As you may have gathered from some of my previous blog posts, my husband, John, does not share my enthusiasm for plants and gardening.
He’s very supportive of my gardening, though. He dug out the two gigantic yews that flanked the start of our walkway so that I could make a welcoming garden there instead. (Or, in his words, he “derooted them.”) He has also helmed the hatchback on many a plant-shopping trip, including one rainy adventure that included much driving in circles and doubling back because (1) I had the nursery’s address wrong, (2) when we finally got there, we were redirected to their wholesale farm to pick up what I was looking for and (3) we kept missing the turn to the farm. “This had better be the most super-rare plant that grows only in a remote part of the Amazon and there is only one available,” was his comment when the desired shrub was finally on board. No, just a certain variety of boxwood!
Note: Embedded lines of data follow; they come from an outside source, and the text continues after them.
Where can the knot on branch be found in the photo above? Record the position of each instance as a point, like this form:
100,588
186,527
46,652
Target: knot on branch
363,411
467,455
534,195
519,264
He did once take some interest in a certain daffodil I grow, but for the most part he only voices an opinion about a plant if he does not like it. His least favorite? Ornamental grasses! He says they remind him of vacant lots. I’m trying to change his mind—we now have three different varieties in our front yard.
Last Saturday I went out to a greenhouse to buy a small cactus to give as a gift—and of course I also bought myself a houseplant. I put it on our dining table when I got home. A while later I was in the kitchen when I heard John say, “Hey, I like that plant.” It took me a minute to even register what he had said and what he was talking about. “Really?” I said. To which he answered, “It is really cool.”
So now I’m extra motivated to keep this plant alive. It is a gloxinia (Sinningia speciosa), which I haven’t ever grown. I thought it was a cape primrose (Streptocarpus) at first, but the greenhouse woman corrected me. It is related to cape primrose, though, and to African violet, both of which I’ve had luck with. She told me to give it bright light but not direct sun, normal room temperature and regular watering. I also read that it likes high humidity and that after it is done flowering, I should let the leaves die back and rest the tuber that it grows from in a cool place. That last part scares me a little, but we’ll see how I do. If you have any tips, I’d appreciate it!
I’m also curious to hear from anybody who has a garden-loving spouse/partner/whatever. Do you divide the work up? Do you both have to agree on plants and design? On one hand I think it would be nice if John gardened with me, but on the other hand I think it might be a pain! I guess I’m a little selfish about my garden.